Researchers out of the University of Florida have recently released findings in the PLOS ONE journal describing the increase in seashell loss in popular beaches and the effects that such actions are having on the local ecosystems.
Main author, Michal Kowalewski, focused his study on the Llarga Beach in Barcelona, Spain as the area experienced a 70 percent decline in mollusk shells during the peak summer season. The seashell removal, which occurs when tourists take them as souvenirs, is not signifying any serious environmental changes as of yet, however scientists are stating that the issue should not be overlooked as a variety of marine wildlife are being displaced by these actions.
Since a variety of marine wildlife rely on shells for protection, birds for nests, and the beach for stabilization, a possible remedy to the unintended consequences removing shells presents is to limit the amount of shells tourists can collect at any given time.

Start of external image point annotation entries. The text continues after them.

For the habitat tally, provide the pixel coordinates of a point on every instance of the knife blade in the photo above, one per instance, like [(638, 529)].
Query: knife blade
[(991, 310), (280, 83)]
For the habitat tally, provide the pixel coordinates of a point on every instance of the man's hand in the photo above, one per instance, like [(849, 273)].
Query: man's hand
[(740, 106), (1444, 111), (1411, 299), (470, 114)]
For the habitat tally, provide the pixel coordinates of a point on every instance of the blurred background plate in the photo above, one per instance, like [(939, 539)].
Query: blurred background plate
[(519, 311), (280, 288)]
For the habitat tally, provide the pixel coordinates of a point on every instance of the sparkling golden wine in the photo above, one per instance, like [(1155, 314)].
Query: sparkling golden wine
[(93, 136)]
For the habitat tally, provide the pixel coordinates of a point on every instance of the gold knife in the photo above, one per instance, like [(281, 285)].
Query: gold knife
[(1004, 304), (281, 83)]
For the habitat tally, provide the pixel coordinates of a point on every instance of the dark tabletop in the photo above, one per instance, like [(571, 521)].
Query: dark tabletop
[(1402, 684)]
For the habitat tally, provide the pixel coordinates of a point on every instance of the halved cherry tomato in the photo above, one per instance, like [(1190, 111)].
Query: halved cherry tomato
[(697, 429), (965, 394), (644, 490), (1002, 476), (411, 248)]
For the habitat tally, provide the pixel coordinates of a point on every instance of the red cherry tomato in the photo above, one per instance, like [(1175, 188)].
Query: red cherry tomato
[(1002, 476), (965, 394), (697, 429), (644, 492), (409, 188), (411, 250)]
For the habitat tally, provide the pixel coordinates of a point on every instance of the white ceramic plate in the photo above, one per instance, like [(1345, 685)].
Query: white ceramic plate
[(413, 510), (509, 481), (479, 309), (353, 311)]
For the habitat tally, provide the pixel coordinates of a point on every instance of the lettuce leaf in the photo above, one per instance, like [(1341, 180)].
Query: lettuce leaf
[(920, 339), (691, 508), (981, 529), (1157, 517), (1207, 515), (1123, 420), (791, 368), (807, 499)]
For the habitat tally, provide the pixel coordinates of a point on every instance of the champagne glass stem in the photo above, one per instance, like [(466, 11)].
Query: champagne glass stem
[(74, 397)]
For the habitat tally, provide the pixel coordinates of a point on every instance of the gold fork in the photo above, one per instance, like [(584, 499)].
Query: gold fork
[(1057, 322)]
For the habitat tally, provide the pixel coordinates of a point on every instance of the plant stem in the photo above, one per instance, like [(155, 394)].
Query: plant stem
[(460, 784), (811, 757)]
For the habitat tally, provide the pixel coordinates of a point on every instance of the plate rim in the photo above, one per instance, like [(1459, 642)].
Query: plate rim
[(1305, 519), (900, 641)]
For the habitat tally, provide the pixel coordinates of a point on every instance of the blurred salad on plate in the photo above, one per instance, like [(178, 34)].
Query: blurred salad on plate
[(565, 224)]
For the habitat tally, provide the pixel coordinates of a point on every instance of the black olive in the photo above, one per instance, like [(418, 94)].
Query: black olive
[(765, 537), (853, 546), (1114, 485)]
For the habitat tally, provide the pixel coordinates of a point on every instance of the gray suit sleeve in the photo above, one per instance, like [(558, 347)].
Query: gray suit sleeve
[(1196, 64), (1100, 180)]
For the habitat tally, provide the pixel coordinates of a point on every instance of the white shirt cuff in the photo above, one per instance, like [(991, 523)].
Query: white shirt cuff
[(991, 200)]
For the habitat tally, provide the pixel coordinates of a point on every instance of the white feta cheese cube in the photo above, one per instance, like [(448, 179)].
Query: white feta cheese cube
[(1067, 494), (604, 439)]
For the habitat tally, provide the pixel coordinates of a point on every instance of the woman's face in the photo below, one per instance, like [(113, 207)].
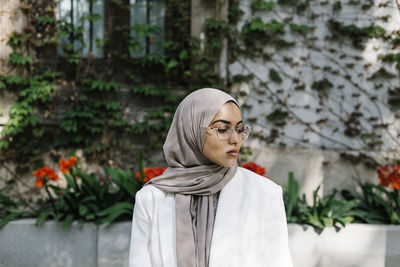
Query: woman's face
[(224, 152)]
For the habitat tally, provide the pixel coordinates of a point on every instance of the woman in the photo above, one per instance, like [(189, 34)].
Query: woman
[(205, 211)]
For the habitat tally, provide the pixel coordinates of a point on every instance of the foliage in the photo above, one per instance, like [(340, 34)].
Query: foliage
[(90, 198), (356, 34), (324, 212), (87, 90), (375, 204)]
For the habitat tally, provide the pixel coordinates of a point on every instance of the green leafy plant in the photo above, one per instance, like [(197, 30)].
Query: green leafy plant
[(324, 212), (90, 198)]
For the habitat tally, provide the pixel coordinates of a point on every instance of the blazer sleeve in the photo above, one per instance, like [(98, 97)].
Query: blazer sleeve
[(139, 253), (286, 257)]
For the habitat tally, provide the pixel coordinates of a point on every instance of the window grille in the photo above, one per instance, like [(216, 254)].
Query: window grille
[(72, 11)]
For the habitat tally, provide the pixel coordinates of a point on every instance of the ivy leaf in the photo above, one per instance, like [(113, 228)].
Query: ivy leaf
[(275, 27), (298, 28), (273, 75), (17, 59), (257, 24), (46, 20)]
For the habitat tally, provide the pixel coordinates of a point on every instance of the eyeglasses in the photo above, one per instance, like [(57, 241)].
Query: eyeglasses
[(226, 132)]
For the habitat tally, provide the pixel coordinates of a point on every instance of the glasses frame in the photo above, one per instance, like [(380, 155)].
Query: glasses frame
[(230, 132)]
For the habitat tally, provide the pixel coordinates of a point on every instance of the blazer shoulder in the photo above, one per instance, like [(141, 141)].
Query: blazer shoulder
[(151, 193), (257, 181)]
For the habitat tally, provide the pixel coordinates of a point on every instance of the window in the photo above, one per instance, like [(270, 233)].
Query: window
[(149, 12), (101, 19), (73, 12)]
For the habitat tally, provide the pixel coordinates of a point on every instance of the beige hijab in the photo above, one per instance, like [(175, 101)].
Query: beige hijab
[(193, 178)]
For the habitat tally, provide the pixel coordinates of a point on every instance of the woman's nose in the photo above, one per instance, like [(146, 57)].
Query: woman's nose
[(235, 138)]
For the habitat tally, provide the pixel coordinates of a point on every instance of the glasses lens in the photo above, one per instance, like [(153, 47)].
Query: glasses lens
[(245, 131), (224, 133)]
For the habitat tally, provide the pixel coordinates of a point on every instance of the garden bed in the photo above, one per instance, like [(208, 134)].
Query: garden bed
[(24, 244)]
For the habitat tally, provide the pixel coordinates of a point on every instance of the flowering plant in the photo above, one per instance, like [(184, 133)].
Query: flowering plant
[(390, 174), (87, 197), (150, 172), (377, 203), (255, 168)]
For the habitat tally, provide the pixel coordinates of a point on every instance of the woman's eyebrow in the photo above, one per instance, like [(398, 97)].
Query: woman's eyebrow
[(226, 122)]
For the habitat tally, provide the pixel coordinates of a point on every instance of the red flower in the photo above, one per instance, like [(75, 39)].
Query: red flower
[(43, 174), (65, 165), (150, 173), (254, 168), (390, 173)]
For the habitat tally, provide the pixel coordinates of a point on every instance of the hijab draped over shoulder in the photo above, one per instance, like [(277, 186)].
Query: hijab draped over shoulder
[(192, 177)]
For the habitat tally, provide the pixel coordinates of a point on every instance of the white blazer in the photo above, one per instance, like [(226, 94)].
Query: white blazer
[(250, 227)]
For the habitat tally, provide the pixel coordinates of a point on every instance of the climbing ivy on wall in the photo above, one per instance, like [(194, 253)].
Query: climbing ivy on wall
[(312, 77), (69, 100), (315, 81)]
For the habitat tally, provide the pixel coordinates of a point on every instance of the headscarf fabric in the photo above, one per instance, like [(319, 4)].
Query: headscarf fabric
[(192, 177)]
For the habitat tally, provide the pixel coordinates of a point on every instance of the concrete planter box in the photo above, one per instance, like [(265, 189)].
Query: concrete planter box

With these restrictions in place, such a drastic change to the local ecosystem would not occur and wildlife would not be as affected.
As spring break approaches and many plan their trips to beaches nationwide, the importance of curbing the loss of seashells has become incredibly important. Hopefully, the new findings will lead many tourists to change their traveling habits and choose other souvenirs that will not negatively impact the local areas. This way, not only will the travelers be happy but the environment and its inhabitants as well.